China does not respect democratic values and principles of sovereignty, quality and territorial integrity enshrined in the ASEAN charter, Pompeo said. He cited the U.S. blacklisting of Chinese companies for their roles in constructing islands in the disputed waters that infringe on other states’ claims.
The US has deployed warships and fighter jets for what it calls freedom of navigation and overflight patrols.
There was no immediate comment from China or its foreign minister, Wang Yi, who was participating in the ASEAN meetings and separately met the group’s ministers Wednesday. China has insisted it has right to safeguard its national interests and accuses Washington of interfering in regional affairs.
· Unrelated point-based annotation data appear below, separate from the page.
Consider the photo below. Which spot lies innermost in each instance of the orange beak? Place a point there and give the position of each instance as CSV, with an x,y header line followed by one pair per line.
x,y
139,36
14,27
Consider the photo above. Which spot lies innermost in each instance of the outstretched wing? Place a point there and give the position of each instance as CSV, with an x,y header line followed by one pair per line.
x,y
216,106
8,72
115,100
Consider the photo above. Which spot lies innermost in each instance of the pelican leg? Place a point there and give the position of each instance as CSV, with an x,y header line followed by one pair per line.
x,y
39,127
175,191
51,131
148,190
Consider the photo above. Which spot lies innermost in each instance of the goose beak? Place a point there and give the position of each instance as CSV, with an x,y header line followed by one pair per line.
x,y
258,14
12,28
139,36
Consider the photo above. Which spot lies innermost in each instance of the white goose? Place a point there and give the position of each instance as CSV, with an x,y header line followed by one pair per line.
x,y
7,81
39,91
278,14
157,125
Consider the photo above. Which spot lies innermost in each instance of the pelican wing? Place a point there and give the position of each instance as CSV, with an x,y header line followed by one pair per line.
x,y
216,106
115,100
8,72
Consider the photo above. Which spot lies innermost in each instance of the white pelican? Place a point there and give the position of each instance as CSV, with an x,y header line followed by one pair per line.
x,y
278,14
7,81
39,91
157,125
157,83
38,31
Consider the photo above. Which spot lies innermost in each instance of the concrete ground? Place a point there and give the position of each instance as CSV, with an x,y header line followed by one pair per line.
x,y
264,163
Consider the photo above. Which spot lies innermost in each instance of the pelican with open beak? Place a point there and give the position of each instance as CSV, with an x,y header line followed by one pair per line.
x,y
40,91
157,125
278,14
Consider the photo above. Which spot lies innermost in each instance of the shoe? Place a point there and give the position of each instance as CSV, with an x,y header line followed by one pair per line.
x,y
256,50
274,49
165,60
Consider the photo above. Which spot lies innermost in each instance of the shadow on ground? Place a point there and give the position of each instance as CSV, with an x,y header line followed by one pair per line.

Vietnamese Foreign Minister Pham Binh Minh, whose country is hosting ASEAN meetings this year, warmed up to Pompeo’s remarks, saying “the ASEAN-U.S. relationship has brought about mutual benefit to both sides.” “The U.S. role and contribution to maintaining peace, stability and security in the region are encouraged,” he said.
ASEAN, founded in 1967, has struggled to stay away from the escalating rivalry between Washington and Beijing. It has often asserted its “centrality” and regional leadership although some critics dismiss the group as a talk shop that is often vulnerable to the sway of world powers.
Depending on how ASEAN deals with issues, “they can either result in disaster or a new dawn of peace and stability for our region,” Malaysian Foreign Minister Hishammuddin Hussein told colleagues on Tuesday.